In a statement, Delphine Metcalf-Foster, national commander of the Disabled American Veterans and herself a former caregiver to her late husband, said in a statement:
“This new law will not only extend support to thousands more deserving family caregivers that severely injured veterans rely on, but also make a number of reforms and improvements to strengthen the VA health care system and improve veterans’ access to care.”
The bill also ordered up a VA asset review in which the president would set up a nine-member Asset and Infrastructure Review (AIR) Commission, with representatives from VSOs, the health care industry, and federal facility managers.
Opponents have likened the commission to the Base Realignment and Closure Commission (BRAC) at the Pentagon on the hot-button issue of base closings.
The panel would meet in 2022 and 2023 to issue recommendations on “the modernization or realignment of Veterans Health Administration facilities.”
At a Senate news conference in May 2018, Carlos Fuentes, the VFW’s National Legislative Services director, said comparing AIR to BRAC is misleading.

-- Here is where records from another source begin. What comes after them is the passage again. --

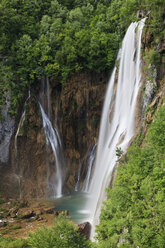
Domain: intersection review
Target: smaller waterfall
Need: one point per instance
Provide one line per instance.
(90, 165)
(78, 179)
(53, 138)
(118, 117)
(21, 123)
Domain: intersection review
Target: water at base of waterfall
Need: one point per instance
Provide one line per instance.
(75, 203)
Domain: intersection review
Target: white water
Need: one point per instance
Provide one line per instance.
(90, 165)
(78, 179)
(53, 138)
(21, 122)
(118, 117)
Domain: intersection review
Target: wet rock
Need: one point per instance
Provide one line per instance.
(13, 212)
(3, 223)
(38, 212)
(85, 229)
(25, 213)
(49, 210)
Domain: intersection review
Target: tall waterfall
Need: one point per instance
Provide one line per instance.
(90, 165)
(54, 172)
(53, 138)
(21, 122)
(118, 116)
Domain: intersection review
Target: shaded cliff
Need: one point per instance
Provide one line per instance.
(75, 109)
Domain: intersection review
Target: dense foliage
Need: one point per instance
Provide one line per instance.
(63, 234)
(134, 213)
(58, 38)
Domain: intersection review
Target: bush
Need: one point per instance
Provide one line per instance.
(62, 235)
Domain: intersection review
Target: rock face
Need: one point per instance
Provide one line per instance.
(85, 229)
(74, 109)
(6, 131)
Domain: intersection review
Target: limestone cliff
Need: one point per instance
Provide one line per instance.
(75, 109)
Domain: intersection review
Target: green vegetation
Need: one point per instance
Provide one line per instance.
(13, 243)
(134, 213)
(58, 38)
(63, 234)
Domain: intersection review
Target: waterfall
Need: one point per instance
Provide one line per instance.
(21, 122)
(88, 160)
(118, 117)
(90, 165)
(78, 179)
(53, 138)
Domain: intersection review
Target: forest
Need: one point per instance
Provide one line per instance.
(59, 38)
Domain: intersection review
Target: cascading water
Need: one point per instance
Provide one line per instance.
(118, 117)
(21, 122)
(53, 137)
(78, 179)
(90, 165)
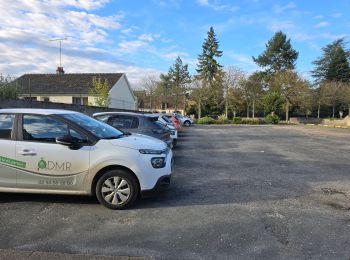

“Under BRAC, DoD moves its assets, including service members and their families. VA can’t force veterans to move,” Fuentes said.
At a panel discussion last month in the House, Rep. Phil Roe, R-Tennessee, chairman of the House Veterans Affairs Committee, said that the average age of a building at the VA is more than 50 years.
He said the VA has more than 6,000 buildings in its inventory, and about 1,100 “are not even utilized. So we’re paying millions of dollars to keep up empty buildings — makes no sense.”